What is insurance fraud and what are its consequences?

Superscript
Customisable business insurance
28 July 2022
8 minute read

What is insurance fraud?

In simple terms, insurance fraud is the act of knowingly and deliberately making a false insurance claim, or deliberately embellishing details in an otherwise genuine claim. It is a serious criminal offence and ranges from seemingly small acts of deception such as failing to disclose a claims history when applying for cover, through to serious organised criminal acts of staging insurable events or falsely claiming for losses that never occurred.

The issue of insurance fraud is one that, sadly, appears to be on the rise. Aviva, one of the leading insurers in the UK, reported a 13% rise in insurance claims tainted by fraud in 2021. Indeed, just last year alone, Aviva uncovered over 11,000 fraudulent claims, collectively worth over £122 million.

Investigating insurance fraud

Given that in the UK it is estimated that there is a staggering £2.1 billion of undetected insurance fraud committed every year, it is no surprise that a great deal of effort and resources are put into detecting and preventing fraud across the industry.
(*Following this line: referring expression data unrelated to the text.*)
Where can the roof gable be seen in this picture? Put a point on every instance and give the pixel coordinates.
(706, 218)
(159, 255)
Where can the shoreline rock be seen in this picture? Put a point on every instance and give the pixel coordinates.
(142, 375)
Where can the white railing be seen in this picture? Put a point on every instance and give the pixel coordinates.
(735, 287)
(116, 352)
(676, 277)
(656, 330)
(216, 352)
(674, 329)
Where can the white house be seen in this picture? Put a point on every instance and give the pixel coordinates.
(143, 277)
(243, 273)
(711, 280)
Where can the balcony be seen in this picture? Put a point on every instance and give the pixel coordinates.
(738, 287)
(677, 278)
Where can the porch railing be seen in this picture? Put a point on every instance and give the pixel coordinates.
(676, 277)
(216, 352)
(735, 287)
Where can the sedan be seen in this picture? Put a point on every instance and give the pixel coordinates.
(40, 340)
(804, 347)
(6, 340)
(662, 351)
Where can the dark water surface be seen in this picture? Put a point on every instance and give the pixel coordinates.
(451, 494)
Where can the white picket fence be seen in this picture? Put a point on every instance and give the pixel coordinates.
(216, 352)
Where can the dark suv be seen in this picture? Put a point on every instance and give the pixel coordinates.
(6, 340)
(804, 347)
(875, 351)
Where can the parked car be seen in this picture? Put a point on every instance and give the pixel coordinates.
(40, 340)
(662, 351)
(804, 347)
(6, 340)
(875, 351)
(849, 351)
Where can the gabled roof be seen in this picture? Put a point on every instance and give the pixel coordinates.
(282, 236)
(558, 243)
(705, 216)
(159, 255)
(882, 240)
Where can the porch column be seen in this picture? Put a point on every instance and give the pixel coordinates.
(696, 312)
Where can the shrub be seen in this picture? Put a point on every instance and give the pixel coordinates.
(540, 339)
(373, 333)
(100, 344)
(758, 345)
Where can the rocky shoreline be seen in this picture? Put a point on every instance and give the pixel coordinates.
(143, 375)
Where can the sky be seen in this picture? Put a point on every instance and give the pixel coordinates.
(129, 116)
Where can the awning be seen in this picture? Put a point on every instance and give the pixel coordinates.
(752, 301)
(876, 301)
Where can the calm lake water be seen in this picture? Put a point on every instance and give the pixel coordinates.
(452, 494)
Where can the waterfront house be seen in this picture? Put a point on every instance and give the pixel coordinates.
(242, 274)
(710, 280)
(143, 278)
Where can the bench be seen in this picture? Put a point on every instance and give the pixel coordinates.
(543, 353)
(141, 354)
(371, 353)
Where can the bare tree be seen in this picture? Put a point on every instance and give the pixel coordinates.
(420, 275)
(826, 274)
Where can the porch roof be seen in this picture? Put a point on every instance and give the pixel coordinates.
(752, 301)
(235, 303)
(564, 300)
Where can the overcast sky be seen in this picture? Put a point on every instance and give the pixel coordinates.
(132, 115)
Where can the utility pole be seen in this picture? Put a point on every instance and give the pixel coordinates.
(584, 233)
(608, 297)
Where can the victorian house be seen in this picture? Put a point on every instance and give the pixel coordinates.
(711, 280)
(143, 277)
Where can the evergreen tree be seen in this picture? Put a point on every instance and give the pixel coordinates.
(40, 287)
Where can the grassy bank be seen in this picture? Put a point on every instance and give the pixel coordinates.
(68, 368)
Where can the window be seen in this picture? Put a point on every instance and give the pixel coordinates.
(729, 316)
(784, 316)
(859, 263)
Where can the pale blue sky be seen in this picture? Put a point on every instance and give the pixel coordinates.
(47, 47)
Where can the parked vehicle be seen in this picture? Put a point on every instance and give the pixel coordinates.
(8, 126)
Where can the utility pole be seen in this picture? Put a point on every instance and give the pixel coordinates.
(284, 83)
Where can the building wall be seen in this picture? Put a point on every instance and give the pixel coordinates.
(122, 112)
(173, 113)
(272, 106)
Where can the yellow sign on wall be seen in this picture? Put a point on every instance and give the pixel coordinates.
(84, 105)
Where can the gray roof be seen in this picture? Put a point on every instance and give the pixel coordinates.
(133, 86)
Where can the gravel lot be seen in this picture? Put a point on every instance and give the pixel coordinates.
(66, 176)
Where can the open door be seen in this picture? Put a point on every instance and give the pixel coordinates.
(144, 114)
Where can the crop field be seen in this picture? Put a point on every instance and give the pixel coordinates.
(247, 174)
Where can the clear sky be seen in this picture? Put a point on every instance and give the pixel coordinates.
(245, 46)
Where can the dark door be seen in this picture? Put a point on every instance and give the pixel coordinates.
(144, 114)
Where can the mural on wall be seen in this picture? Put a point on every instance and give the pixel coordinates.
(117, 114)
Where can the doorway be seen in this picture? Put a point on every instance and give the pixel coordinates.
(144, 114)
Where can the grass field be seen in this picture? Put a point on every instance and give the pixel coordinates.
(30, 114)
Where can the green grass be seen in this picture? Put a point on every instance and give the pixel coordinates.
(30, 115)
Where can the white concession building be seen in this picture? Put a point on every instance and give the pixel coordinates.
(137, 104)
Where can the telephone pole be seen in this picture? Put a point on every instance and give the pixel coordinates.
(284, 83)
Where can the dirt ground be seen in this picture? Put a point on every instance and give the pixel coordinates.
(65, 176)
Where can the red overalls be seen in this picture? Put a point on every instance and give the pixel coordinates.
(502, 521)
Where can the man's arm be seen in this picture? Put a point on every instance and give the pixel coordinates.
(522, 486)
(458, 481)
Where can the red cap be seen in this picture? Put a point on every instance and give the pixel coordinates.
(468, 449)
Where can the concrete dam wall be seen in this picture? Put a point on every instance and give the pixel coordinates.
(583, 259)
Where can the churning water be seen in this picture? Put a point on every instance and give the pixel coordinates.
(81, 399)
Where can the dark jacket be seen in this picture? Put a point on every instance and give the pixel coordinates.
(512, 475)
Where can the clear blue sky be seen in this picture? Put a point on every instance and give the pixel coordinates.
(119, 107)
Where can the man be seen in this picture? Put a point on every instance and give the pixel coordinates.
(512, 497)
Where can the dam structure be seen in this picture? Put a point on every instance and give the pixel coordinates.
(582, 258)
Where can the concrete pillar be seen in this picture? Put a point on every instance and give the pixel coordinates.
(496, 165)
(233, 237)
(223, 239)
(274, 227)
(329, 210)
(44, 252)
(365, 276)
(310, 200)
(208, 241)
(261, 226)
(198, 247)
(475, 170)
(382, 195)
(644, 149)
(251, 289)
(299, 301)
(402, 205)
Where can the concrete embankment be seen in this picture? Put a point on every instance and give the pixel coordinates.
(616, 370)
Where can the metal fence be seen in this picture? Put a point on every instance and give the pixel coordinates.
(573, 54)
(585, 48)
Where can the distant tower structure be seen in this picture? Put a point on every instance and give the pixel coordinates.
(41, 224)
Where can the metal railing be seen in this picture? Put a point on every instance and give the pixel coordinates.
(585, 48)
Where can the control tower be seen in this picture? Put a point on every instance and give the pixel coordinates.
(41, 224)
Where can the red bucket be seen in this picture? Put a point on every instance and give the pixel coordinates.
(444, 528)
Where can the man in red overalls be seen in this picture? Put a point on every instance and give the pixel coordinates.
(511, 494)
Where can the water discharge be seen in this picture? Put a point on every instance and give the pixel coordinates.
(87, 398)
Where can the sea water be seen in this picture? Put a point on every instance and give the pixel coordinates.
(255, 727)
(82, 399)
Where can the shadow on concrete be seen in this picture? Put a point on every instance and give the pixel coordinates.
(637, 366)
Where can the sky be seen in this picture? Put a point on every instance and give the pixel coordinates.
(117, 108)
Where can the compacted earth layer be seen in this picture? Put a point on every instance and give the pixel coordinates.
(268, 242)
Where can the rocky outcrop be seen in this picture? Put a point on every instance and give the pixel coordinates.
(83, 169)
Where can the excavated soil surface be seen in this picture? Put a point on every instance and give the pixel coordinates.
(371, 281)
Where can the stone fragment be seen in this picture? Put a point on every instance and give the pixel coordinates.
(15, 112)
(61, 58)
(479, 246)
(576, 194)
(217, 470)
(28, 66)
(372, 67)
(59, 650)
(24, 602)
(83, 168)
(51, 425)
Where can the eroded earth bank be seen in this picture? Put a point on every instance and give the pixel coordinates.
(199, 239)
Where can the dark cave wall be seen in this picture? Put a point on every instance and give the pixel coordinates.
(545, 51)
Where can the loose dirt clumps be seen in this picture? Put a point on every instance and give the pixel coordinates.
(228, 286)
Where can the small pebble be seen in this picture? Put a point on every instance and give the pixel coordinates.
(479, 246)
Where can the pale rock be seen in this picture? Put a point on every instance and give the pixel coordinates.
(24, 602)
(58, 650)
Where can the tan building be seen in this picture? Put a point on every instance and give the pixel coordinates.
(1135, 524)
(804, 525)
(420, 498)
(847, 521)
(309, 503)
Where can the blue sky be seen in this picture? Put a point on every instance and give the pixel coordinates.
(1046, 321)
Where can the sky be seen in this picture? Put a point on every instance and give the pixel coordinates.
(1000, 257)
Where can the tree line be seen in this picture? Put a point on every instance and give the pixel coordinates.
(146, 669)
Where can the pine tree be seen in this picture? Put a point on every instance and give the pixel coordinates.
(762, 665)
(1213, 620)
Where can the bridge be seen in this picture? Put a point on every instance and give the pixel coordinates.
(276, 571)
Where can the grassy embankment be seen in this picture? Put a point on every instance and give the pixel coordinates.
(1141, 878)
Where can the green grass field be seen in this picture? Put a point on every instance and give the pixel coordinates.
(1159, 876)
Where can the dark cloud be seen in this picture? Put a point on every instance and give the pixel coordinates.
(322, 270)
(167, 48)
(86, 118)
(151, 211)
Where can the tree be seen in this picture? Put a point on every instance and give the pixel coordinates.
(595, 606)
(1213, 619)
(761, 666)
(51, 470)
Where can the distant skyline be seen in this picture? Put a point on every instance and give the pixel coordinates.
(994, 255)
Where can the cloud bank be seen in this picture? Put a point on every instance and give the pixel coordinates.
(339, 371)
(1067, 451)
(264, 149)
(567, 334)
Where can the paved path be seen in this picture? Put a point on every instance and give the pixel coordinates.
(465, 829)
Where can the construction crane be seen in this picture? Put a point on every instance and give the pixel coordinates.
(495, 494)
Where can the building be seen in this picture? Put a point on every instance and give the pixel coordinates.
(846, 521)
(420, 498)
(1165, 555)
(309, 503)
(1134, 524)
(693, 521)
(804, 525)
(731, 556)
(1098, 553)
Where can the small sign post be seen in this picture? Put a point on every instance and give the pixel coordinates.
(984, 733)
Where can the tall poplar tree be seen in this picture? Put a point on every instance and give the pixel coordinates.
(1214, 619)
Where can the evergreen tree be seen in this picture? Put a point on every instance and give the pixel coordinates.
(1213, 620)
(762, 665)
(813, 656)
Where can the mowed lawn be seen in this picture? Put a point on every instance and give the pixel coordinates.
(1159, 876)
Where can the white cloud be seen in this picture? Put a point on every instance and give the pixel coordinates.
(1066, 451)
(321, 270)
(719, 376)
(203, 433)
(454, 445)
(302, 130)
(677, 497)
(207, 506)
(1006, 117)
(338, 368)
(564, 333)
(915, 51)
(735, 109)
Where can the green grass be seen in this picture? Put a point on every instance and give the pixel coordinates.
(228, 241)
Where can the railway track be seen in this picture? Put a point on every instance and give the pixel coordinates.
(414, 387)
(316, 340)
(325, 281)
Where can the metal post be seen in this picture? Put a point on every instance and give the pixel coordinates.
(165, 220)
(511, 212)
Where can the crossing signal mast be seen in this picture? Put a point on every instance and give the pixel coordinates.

The Insurance Fraud Bureau

One of the principal organisations leading the fight against insurance fraud is the Insurance Fraud Bureau (IFB), which is a not-for-profit company founded in 2006 to lead the insurance industry’s collective action against fraudsters. While the IFB is not a government department, it does work extensively with law enforcement agencies and industry regulators to help identify cases of fraud and those committing them.

As well as helping identify fraud, the Bureau also has a remit to educate and inform the public about the consequences of insurance fraud. Indeed, the IFB has recently launched an awareness campaign titled ‘Don’t Chance Fraud’ to highlight the pitfalls of committing insurance fraud, even at a small scale.

Special investigators

There are times when an insurer suspects that an individual or business may be attempting to commit fraud, either by being knowingly dishonest and obscuring facts when purchasing their policy, or by deliberately making a false claim. In these instances, the insurer may hire a special investigator (otherwise known as a fraud investigator or insurance investigator) to dig deeper into the case.

This individual will be a licensed private investigator, trained in techniques to uncover the truth about whether a claim or policy purchase is legitimate. They will invite the suspected fraudster to an interview to probe for inconsistencies in their claim or insurance history and report these back to the insurer.

Based on the findings of the special investigator, an insurer may choose to take certain actions:

  • If the fraud was related to non-disclosure of important facts or past claims when purchasing the policy, the insurer may ‘avoid the policy’. This is different to cancelling the policy, as instead it voids the policy entirely as if it never existed and no claims can be backdated to the period before the policy was avoided.
  • If the fraud was a deliberate and knowing attempt to falsify a claim, then the insurer may refer the case to the Insurance Fraud Enforcement Department.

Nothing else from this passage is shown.